Saturday, December 26, 2015

Testing a potential Moderator

Introduction

In this assignment, I will attempt to identify the impact of population density on relationship between "incomeperperson" and "relectricperperson" based on the gapminder data. My earlier analysis revealed a strong relationship between per capita income and per person electric consumption globally. 

Variables

Explanatory: "relectricperperson"
Response: "incomeperperson"
Moderator: "urbanrate"


Data Analysis

import pandas
import seaborn
import scipy
import os
import matplotlib.pyplot as plt
import statsmodels.formula.api as smf


# bug fix for display format to avoid run time errors
pandas.set_option('display.float_format', lambda x: '%f' % x)

# Set pandas to display all columns and rows in DataFrame
pandas.set_option('display.max_rows', None)
pandas.set_option('display.max_columns', None)

# define method to load data of interest


def load_data(data_dir, csv_file):
if __name__ == "__main__":
DATA_PATH = os.path.join(os.getcwd(), data_dir)
DATA_FILE = os.path.join(DATA_PATH, csv_file)
data = pandas.read_csv(DATA_FILE, low_memory=False)
return data


# loading data
data = load_data('data', 'gapminder.csv')

# Extracting data pertinent to variables of interest
data = data[['incomeperperson', 'relectricperperson', 'urbanrate']]

# setting variables of interest to numeric
data['incomeperperson'] = \
pandas.to_numeric(data['incomeperperson'], errors='coerce')
data['relectricperperson'] = \
pandas.to_numeric(data['relectricperperson'], errors='coerce')
data['urbanrate'] = \
pandas.to_numeric(data['urbanrate'], errors='coerce')
print(data.head(20))

data = data.dropna()

# Splitting per capita income in 3 tranches
def percapitagdp(row):
if row['incomeperperson'] <= data['incomeperperson'].quantile(.25):
return 0
if row['incomeperperson'] > data['incomeperperson'].quantile(.25) and\
row['incomeperperson'] <= data['incomeperperson'].quantile(.75):
return 1
if row['incomeperperson'] > data['incomeperperson'].quantile(.75):
return 2


data['percapitagdp'] = data.apply(lambda row: percapitagdp(row), axis=1)

# Creating dataframe for each income group: 0 : Low Income, 1 : Middle Income
# 2: High Income
low_gdp = data[(data['percapitagdp'] == 0)]
print(low_gdp)

medium_gdp = data[(data['percapitagdp'] == 1)]
print(medium_gdp)

high_gdp = data[(data['percapitagdp'] == 2)]

print(high_gdp)

# Splitting household electiricity consumption 2 tranches - 0: low per person
# electricity consumption, 1: high per person electricity consumption
def percapitakwh(row):
if row['relectricperperson'] <= data['relectricperperson'].quantile(.5):
return 0
if row['relectricperperson'] > data['relectricperperson'].quantile(.5):
return 1

data['percapitakWh'] = data.apply(lambda row: percapitakwh(row), axis=1)

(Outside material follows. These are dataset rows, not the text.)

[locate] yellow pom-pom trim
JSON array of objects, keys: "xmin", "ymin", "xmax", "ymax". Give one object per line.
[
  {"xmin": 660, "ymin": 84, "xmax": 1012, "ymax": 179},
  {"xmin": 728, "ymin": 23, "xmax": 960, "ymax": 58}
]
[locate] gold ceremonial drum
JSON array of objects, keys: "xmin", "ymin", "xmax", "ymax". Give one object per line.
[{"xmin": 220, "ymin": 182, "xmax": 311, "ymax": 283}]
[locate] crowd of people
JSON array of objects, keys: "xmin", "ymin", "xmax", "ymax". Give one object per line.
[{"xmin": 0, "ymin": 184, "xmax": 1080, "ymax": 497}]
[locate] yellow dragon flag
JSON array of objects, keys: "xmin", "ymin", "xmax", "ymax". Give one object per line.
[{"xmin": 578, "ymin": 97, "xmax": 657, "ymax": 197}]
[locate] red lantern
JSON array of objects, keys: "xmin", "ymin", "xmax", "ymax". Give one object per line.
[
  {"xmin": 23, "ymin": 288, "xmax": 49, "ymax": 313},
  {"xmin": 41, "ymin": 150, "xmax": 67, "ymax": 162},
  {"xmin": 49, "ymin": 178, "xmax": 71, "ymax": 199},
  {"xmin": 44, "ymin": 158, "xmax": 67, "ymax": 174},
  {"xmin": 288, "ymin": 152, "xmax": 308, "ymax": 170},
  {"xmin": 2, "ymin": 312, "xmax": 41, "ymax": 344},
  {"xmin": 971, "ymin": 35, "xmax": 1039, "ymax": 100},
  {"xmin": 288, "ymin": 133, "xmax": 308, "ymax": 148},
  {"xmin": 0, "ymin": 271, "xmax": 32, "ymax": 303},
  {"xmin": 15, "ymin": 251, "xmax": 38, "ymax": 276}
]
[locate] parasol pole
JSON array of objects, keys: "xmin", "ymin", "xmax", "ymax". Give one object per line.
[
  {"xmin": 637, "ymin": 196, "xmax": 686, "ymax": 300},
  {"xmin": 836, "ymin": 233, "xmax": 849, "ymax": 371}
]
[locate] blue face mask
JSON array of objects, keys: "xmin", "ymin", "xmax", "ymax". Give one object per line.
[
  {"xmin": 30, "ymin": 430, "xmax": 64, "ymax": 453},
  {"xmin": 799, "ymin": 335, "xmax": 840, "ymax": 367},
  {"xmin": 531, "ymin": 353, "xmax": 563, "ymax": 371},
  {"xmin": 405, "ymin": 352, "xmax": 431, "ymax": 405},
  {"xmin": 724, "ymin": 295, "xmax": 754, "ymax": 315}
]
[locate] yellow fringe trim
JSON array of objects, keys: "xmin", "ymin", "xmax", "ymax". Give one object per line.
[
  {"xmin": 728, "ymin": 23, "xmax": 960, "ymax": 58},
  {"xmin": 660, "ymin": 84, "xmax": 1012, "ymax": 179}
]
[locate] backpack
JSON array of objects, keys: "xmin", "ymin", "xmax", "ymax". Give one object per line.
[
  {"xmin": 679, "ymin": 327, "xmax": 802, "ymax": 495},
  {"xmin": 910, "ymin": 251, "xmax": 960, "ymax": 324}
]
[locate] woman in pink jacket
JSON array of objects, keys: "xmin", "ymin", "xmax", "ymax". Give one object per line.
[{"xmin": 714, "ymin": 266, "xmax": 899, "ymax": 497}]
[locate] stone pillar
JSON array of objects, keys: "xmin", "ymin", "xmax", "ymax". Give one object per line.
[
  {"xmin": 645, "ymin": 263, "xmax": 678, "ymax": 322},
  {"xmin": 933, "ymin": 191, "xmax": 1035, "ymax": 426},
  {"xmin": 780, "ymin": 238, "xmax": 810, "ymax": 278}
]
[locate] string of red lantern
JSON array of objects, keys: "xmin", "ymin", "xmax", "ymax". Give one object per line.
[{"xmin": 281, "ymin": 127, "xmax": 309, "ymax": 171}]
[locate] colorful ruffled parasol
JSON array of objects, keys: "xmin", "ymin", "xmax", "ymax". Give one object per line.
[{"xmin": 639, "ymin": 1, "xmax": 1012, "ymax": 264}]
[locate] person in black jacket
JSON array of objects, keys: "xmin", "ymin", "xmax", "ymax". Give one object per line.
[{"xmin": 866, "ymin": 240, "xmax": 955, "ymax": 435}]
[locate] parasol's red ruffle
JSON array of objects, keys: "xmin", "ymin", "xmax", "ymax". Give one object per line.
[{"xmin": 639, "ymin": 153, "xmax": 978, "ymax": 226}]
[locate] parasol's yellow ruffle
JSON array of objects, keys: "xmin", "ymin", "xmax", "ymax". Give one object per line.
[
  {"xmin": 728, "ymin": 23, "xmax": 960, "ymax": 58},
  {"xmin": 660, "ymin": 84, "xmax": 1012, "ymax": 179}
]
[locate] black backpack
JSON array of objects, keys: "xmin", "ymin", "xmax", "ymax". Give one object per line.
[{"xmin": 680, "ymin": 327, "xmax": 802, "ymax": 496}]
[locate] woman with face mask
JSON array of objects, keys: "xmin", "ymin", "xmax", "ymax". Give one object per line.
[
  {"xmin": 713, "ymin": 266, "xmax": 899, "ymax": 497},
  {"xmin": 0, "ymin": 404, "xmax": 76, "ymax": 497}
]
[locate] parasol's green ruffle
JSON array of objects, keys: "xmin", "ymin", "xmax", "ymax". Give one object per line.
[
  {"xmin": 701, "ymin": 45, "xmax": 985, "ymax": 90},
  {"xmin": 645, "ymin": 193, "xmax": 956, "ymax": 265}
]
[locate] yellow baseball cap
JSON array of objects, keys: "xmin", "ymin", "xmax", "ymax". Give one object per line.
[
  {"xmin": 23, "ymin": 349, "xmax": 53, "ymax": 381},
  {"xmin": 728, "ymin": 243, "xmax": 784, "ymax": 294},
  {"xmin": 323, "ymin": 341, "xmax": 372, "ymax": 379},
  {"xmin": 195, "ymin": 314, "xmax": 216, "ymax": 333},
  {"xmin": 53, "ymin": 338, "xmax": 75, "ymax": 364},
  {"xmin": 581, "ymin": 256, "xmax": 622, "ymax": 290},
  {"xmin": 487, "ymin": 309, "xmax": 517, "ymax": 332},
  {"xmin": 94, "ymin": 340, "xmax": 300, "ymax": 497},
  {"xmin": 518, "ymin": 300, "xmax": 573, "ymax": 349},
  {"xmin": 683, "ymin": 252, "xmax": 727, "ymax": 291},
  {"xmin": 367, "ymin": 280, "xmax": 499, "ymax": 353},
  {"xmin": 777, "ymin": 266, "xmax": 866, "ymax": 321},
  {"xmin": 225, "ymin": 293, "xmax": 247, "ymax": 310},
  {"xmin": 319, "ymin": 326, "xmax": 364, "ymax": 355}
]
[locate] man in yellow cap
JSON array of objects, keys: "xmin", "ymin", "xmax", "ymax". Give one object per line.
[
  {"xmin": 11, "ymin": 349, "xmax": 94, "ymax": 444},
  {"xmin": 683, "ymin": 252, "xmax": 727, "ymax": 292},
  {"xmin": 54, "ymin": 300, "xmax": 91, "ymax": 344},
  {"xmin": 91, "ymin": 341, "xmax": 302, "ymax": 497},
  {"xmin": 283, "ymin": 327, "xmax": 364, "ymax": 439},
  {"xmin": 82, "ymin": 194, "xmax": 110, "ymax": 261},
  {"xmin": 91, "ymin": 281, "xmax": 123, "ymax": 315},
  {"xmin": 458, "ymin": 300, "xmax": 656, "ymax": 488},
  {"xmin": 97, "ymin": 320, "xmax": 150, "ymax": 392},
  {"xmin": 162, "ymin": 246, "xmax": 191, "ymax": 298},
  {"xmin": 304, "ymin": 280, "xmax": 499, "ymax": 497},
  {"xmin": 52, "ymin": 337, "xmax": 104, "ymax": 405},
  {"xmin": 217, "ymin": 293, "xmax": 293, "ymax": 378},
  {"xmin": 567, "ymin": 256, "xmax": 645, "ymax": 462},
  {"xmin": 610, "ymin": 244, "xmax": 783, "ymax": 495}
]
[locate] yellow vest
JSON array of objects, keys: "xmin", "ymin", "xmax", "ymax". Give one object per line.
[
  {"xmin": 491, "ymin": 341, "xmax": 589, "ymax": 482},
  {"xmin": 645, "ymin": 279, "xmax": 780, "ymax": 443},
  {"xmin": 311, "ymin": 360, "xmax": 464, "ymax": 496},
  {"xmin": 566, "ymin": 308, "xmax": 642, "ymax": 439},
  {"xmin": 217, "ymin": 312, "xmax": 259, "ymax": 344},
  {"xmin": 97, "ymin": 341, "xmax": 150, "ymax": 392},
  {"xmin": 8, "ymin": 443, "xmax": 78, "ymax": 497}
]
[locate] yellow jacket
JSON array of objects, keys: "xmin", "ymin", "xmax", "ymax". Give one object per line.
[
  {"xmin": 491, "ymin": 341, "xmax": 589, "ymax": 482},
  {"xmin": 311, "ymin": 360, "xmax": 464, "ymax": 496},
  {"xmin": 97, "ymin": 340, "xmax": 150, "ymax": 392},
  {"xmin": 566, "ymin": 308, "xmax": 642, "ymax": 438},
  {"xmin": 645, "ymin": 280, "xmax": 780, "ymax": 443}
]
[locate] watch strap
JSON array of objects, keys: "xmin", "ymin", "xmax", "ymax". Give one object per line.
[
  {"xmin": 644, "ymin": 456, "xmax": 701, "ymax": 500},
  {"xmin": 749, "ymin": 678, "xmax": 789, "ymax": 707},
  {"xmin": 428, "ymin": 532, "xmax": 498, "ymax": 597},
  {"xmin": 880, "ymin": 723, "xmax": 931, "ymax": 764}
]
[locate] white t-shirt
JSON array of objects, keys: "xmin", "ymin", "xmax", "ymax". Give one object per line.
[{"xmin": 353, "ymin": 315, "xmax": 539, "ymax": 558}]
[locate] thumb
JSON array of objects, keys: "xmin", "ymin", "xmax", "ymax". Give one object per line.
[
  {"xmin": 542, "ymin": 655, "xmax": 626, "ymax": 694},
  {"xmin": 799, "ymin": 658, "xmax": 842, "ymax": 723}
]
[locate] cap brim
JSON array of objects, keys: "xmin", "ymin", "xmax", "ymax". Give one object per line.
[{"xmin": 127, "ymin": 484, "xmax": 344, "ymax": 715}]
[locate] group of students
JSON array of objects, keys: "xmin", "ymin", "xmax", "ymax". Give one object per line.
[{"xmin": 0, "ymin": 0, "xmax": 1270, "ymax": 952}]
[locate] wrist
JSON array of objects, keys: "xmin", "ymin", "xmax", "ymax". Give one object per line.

# Count items per income group
electricgrp = data['percapitakWh'].value_counts(sort=False, dropna=False)
print(electricgrp)

# Creating dataframe for each per person electric consumption group
low_kWh = data[(data['percapitakWh'] == 0)]
print(low_kWh)

high_kWh = data[(data['percapitakWh'] == 1)]

print(high_kWh)

# Splitting urbanrate into 2 tranches - 0: low population density area
# 1: high population density area


def areatype(row):
if row['urbanrate'] <= data['urbanrate'].quantile(.5):
return 0
if row['urbanrate'] > data['urbanrate'].quantile(.5):
return 1

data['areatype'] = data.apply(lambda row: areatype(row), axis=1)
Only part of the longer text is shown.